Charles opened his eyes, “You’re finished with your test?” Kyle had woken a sleeping Charles like this many times. However, Charles never seemed disoriented or even to have missed anything. Kyle thought that was probably just a skill the other man had gained through long life, but if it was a spell Kyle wanted to learn it.
“Hand it over.”
Kyle handed the page over, “Yes, master.”
“Quit calling me master all the time like you’re Frankenstein’s lab assistant or something.”
“Yes, sir,” Kyle answered smiling slightly. Charles was a pain in certain ways, but at least he had a sense of humor.
“Not much better, but I’ll take it. You know, I was born after apprenticeships stopped being the major teaching vehicle, but I don’t think you’re using master in quite the right way.”

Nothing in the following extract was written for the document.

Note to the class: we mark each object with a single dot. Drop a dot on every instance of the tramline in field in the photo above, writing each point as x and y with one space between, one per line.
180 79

“Your level in the craft is Apprentice…”
“I have a BS and several years of work experience.”
“…Apprentice because you don’t know jack about magic as an independent science. All you know is applying it to other areas of study. I, on the other hand, actually understand the most ancient and beautiful of the arts. I have mastered it, therefore I am a master.” Charles gave him a knowing smile.
“Counterpoint,” Kyle responded raising one finger. “You make me wear a stupid robe.”
Charles looked over and seemed to suppress a snicker. “Don’t be preposterous. I make you wear a scholars’ gown.”
“That doesn’t make it better.”
“And, anyway, I was born well before the modern practice of letting students in supposedly prestigious institutions dress like homeless people. I’m trying to foster a certain pride in what you’re doing. That’s what the gowns were designed to do.”
Kyle lifted the voluminous fabric of his garment away from his body letting a breath of air cross his skin. He was beginning to sweat already. “This is very hot.”
Charles smiled, “That’s another thing the gowns were designed for! Those prestigious institutions were poorly heated.”
“We’re on an equatorial island.”
“Nice isn’t it?”
“Alright,” Charles said, “Your bindings are no longer an embarrassment to the craft, and I officially pronounce you ‘half literate.’ Let’s move on to your practicum, and if you don’t handle the magic like some ignorant monk I’ll let you out of the robe. Gather some power, and if I see you contemplating the sound of one hand clapping… so help me…”
Kyle, like most modern students of magic, had been taught to focus power by tuning out his senses, visualizing the flow of energy, and drawing some in. Of all the things Charles objected to in how Kyle had been educated that probably annoyed him the most. He said, that humans could sense magic because magic was focused by any information processing system, and humans carried around one of those in their heads. Blocking out the other senses to better perceive it was like someone turning down the radio because they’re trying to drive in the fog; fundamentally unnecessary. He considered visualizing something to be even worse, that he said, was like taking a hand off the wheel to clutch a Saint Christopher’s pendant.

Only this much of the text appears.